Google’s secret effort to scan every book in the world, codenamed “Project Ocean,” began in earnest in 2002 when Larry Page and Marissa Mayer sat down in the office together with a 300-page book and a metronome. Page wanted to know how long it would take to scan more than a hundred-million books, so he started with one that was lying around. Using the metronome to keep a steady pace, he and Mayer paged through the book cover-to-cover. It took them 40 minutes.
With that 40-minute number in mind, Page approached the University of Michigan, his alma mater and a world leader in book scanning, to find out what the state of the art in mass digitization looked like. Michigan told him that at the current pace, digitizing their entire collection—7 million volumes—was going to take about a thousand years. Page, who’d by now given the problem some thought, replied that he thought Google could do it in six.
An absolutely fascinating dive into the history of Project Ocean, covering how it started at Google, how Google scanned the books (camera arrays, clever algorithms and human page turners), and the years-long legal wrangle between Google, the Authors Guild and the DOJ.

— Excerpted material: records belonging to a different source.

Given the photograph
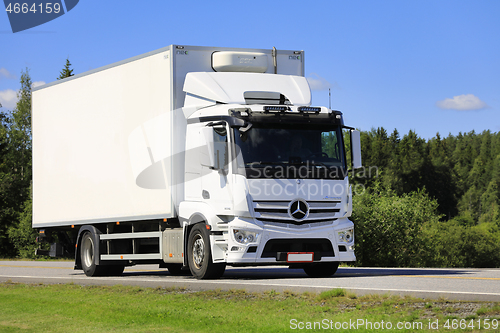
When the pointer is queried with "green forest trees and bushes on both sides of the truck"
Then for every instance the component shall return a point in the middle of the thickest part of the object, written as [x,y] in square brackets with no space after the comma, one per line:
[416,203]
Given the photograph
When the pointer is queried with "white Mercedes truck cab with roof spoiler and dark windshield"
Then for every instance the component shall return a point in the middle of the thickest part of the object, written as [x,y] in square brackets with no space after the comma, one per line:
[270,172]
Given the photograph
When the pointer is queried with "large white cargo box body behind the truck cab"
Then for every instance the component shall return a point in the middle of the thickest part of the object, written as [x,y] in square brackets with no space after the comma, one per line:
[83,170]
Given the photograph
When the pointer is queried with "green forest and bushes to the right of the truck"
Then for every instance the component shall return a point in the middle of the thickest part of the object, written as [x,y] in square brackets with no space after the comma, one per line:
[428,203]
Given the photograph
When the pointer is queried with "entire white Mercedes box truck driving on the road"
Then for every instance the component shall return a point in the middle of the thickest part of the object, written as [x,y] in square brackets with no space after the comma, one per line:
[192,158]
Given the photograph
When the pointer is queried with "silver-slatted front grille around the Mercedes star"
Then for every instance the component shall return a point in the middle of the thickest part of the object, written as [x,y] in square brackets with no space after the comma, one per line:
[277,211]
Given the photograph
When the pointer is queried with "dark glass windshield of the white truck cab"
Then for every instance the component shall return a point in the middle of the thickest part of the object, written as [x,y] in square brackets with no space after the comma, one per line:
[293,151]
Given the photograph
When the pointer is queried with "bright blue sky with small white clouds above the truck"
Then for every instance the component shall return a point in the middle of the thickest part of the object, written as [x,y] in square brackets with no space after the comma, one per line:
[429,66]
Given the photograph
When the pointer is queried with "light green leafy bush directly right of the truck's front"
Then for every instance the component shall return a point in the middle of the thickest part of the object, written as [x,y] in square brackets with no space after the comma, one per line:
[389,228]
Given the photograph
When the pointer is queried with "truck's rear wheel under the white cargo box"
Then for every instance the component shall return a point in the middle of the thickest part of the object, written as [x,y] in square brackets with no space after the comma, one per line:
[87,256]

It’s there. The books are there. People have been trying to build a library like this for ages—to do so, they’ve said, would be to erect one of the great humanitarian artifacts of all time—and here we’ve done the work to make it real and we were about to give it to the world and now, instead, it’s 50 or 60 petabytes on disk, and the only people who can see it are half a dozen engineers on the project who happen to have access because they’re the ones responsible for locking it up.
Interestingly Page later opined during a Q&A that maybe it would be a good idea to “set aside a part of the world” to try out some “exciting things you could do that are illegal or not allowed by regulation.” He was roundly criticised for being an annoying, out-of-touch billionaire at the time, but perhaps he was just being wistful.